I would probably not even choose to inhabit the
wish as delay: it really is dark and the knowledge
of the unseen is a warmth which spreads into
the level ceremony of diffusion. The quiet
suggests that the act taken
extends so much further, there
is this insurgence of form:
we are more pliant than the mercantile notion
of choice will determine-we go in this way
on and on and the unceasing image of hope
is our place in the world. We live there and now
at night I recognise the signs
of this, the calm is a
modesty about conduct in
the most ethical sense. We disperse into the ether
as waves, we slant down into a precluded notion
of choice which becomes the unlearned habit of
wish: where we live, as we more often are than
we know.
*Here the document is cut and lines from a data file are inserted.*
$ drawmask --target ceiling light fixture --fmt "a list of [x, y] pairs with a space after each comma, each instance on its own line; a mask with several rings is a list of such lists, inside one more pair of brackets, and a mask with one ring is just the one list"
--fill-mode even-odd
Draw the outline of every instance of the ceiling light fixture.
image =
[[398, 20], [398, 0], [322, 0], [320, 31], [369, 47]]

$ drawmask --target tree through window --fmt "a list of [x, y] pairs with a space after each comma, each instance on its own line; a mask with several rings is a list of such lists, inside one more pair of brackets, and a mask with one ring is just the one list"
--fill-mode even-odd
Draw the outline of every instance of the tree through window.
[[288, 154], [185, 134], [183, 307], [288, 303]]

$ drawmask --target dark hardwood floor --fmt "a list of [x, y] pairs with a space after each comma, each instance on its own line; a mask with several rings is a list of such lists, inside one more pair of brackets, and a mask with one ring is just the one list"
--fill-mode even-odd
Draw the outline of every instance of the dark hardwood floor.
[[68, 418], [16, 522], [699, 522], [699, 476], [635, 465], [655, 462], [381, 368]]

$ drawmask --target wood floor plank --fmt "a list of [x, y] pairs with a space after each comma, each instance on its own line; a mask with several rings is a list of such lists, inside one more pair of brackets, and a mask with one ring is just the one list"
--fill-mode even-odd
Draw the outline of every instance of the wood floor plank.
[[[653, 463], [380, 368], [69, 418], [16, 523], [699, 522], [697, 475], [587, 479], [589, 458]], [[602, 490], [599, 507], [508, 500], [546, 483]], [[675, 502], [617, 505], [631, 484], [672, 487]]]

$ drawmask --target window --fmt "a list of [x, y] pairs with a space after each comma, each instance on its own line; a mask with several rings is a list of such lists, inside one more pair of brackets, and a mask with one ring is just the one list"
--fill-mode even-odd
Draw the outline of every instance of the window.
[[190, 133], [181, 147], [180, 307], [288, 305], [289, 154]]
If we expand
into this wide personal vacancy
we could become the extent
of all the wishes that are now too far beyond
us. A community of wish, as the steppe
on which the extension would sprinkle out
the ethic density, the compact modern home.
The consequence of this
pastoral desire is prolonged
as our condition, but
I know there is more than the mere wish to
wander at large, since the wish itself diffuses
beyond this and will never end: these are songs
to the night under no affliction, knowing that
the wish is gift to the
spirit, is where we may
dwell as we would
go over and over within the life of the heart
and the grace which is open to both east and west.
These are psalms for the harp and the shining
stone: the negligence and still passion of night.